Do Not Open Attachments
Links to webpages are not the only way phishers deliver their attacks. Attachments are a common way to send viruses and malware to users. Not opening unexpected attachments is a good way to protect yourself from phishing. Often attackers will attach a word document, PDF, or a spreadsheet to an email hoping you’ll open it. When you open this attachment, you could be downloading and running a virus or malware on your computer. To protect yourself from this attack, do not open attachments that you were not expecting to receive. If you receive a file like an unexpected invoice or report, verify that it was sent by someone you know before opening it. Hackers will tempt you to open their email attachments the same way they try to get you to click on email and text links. Do not download or open files they you did not intend to receive.
Use a Password Manager
A password manager is great tool to make anyone safer online. The main benefit of using a password manager is stronger, more secure passwords. However, a password manager is a great tool to protect yourself from phishing. A password manager will auto-fill your password when you go to log into a website. If your password manager does not recognize the website you are logging into, it will not auto-fill the password. A password manager looks at the URL of the website to know if it has a password stored for that site. A phishing page will look like a real site, but the URL will be different from the legit website. A password manager can help you catch a phishing attempt because it will not auto-fill your password into a phishing website, even if it looks like a real login page.
iPhone’s have a built-in, easy to use password manager called Keychain.

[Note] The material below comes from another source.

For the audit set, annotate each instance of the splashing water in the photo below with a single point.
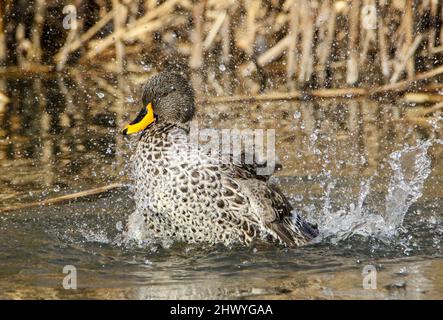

Use Multi-Factor Authentication
Multi-factor authentication (MFA) allows you to better protect your accounts from all types of attacks. You may have used MFA before, it is now available with most online accounts. MFA requires you to verify a login attempt. You are sent a temporary code through a text message or an authentication app. Then you must enter this code after logging in. MFA helps secure your account from being phished. If you accidentally enter your password into a phishing website, attackers still can’t login without the code. This is the layers of multi-factor authentication at work. Requiring more than one piece of information to login makes your account more secure. Attackers can steal your password and are still unable to login if you are using MFA.
Stay Informed
There are a lot of great steps you can take to protect yourself from phishing. Staying informed can be just as powerful as the most advanced defense measures. It is important to keep up with new types of attacks and modern scam trends. Attackers evolve faster than software can adapt. Users must be alert to learn about attacks as they are developed. This gap in defense is where education is key. Security products will never be better than caution and awareness. Informed users are better at preventing attacks than the best tools.
Phishing is hard to defeat on your own. Always ask for help when you’re unsure. Look for answers on the web when you need help. There are so many resources available to help. The Dont Text blog provides lots of resources on phishing for both text and email alike.